Search code examples
phphtmlsearchescapinghtmlspecialchars

PHP highlight query and escape html special characters


I'm trying to program a search function that hightlights the search query in the result. At the moment I'm using this Code $hightlight = preg_replace('/'.strtolower($query).'/', '<span class=hightlight>'.strtolower($query).'</span>', strtolower($text)); for highlighting, which works fine. The text I'm searching in is a string from a database. The problem now is if the text contains some html special characters, and is for example <test> and the user searches for <te I get the following result: <span class="hightlight"><te< span="">st&gt;</te<></span> which is interpretated as st>. This makes sense, but I don't want this. I want <test> as result with <te highlighted.

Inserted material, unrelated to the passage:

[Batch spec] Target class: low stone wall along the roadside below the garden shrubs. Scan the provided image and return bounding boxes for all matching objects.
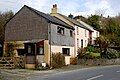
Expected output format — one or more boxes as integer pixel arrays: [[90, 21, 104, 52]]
[[77, 59, 120, 65]]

So I need to escape the special characters. I know that there is the function htmlspecialchars, but how can I use it in this case? Or another function? I can't escape them before searching, because than I'm also searching in the HTML-Codes. I also can't escape them after searching, because than are the <span> Tags in the text and they will also be converted to HTML-Codes. I hope you understand my problem. Has anyone a solution for that?


Solution

  • Using a combination of htmlspecialchars() and a regex negative lookahead, I think we're able to solve this.

    <php
    $text = "this is just my really basic <test> of words";
    $query = "<te";
    
    $text = htmlspecialchars($text);
    $query = htmlspecialchars($query);
    
    $highlight = preg_replace('/'.strtolower($query).'(?![^\&]*\;)/', '<span class=highlight>'.strtolower($query).'</span>', strtolower($text));
    
    echo $highlight;
    ?>
    

    (small note, I took the liberty of changing hightlight to highlight)

    DEMO

    The part of this that solves the issue mentioned in your comment is the negative lookahead: (?![^\&]*\;)

    That basically means anything not between & and ;.

    Now, this could obviously run into issues in some edge cases where & and ; are both part of the actual text. If you're not doing any sort of text and query limitation/sanitation, I'm not sure that there's anything that will work for all possible cases.